Щеголяю в одеждах, которые придется спрятать подальше, когда я вернусь в нормальную жизнь. Надеваю рубашку из тонкого атласа, вызывающую донельзя – мне бы и в голову не пришло купить себе такую дома. Ох, эти женские уловки, я сама не одобряю их, даже презираю! Но как же приятно к ним прибегать… когда они так вознаграждаются!
Я даже поиграла в жену, впервые побывала с Гавейном на его судне, в его каюте, увидела, где он спит, где хранит мои фотографии и письма.
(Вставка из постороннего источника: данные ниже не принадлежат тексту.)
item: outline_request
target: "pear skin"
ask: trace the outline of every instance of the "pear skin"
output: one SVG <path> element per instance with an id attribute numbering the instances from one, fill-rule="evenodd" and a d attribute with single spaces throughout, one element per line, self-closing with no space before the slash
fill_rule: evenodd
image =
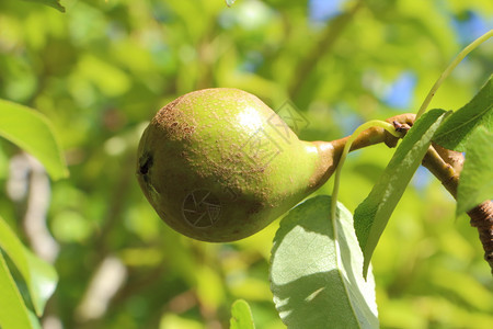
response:
<path id="1" fill-rule="evenodd" d="M 340 150 L 302 141 L 256 97 L 229 88 L 187 93 L 142 134 L 137 179 L 174 230 L 203 241 L 249 237 L 322 185 Z"/>

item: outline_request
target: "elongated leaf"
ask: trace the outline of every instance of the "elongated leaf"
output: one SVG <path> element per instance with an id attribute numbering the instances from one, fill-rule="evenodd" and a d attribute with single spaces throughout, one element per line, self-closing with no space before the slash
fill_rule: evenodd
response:
<path id="1" fill-rule="evenodd" d="M 337 212 L 332 223 L 331 197 L 310 198 L 274 238 L 271 290 L 288 328 L 378 328 L 375 282 L 363 279 L 353 217 L 342 204 Z"/>
<path id="2" fill-rule="evenodd" d="M 53 179 L 68 175 L 51 125 L 41 113 L 0 100 L 0 136 L 36 157 Z"/>
<path id="3" fill-rule="evenodd" d="M 416 121 L 365 201 L 354 213 L 354 228 L 368 265 L 383 229 L 428 149 L 445 111 L 432 110 Z"/>
<path id="4" fill-rule="evenodd" d="M 493 86 L 490 80 L 465 106 L 450 115 L 438 128 L 433 140 L 448 149 L 465 151 L 474 129 L 486 126 L 493 131 Z"/>
<path id="5" fill-rule="evenodd" d="M 229 324 L 230 329 L 255 329 L 252 310 L 245 300 L 238 299 L 233 303 Z"/>
<path id="6" fill-rule="evenodd" d="M 475 129 L 466 149 L 466 162 L 457 190 L 457 214 L 493 198 L 493 134 Z"/>
<path id="7" fill-rule="evenodd" d="M 23 276 L 36 315 L 42 316 L 58 281 L 54 268 L 28 251 L 1 217 L 0 249 L 9 256 Z"/>
<path id="8" fill-rule="evenodd" d="M 51 8 L 55 8 L 61 12 L 65 12 L 65 8 L 64 5 L 60 4 L 59 0 L 24 0 L 24 1 L 30 1 L 30 2 L 37 2 L 37 3 L 42 3 L 45 5 L 49 5 Z"/>
<path id="9" fill-rule="evenodd" d="M 27 308 L 0 250 L 0 328 L 33 328 Z"/>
А потом я стояла на причале в день, когда «Рагнес» уходил в море, и махала сначала ладошкой, потом всей рукой, потом бежала вдоль набережной, а силуэт корабля все уменьшался, и все свободные от вахты члены экипажа столпились на палубе и, подобно всем морякам во всех портах мира, смотрели, как удаляется земля. И мои глаза заволокло слезами, как у всех женщин на свете, когда они провожают своих моряков.
На мое счастье, накануне приехали Франсуа и Люс, и последний вечер мы провели вчетвером. Гавейн сразу освоился с ними, и я была благодарна им за то, что они видят в нем не «меньшего брата», а такого же человека, как мы, только с иным жизненным опытом. В наших кругах с уважением внимали бы рассказам какого-нибудь турка или эскимоса о его образе жизни, но те немногие из моих друзей, с которыми я знакомила Лозерека, со снисходительными гримасками вполуха слушали его, когда он рассказывал о море.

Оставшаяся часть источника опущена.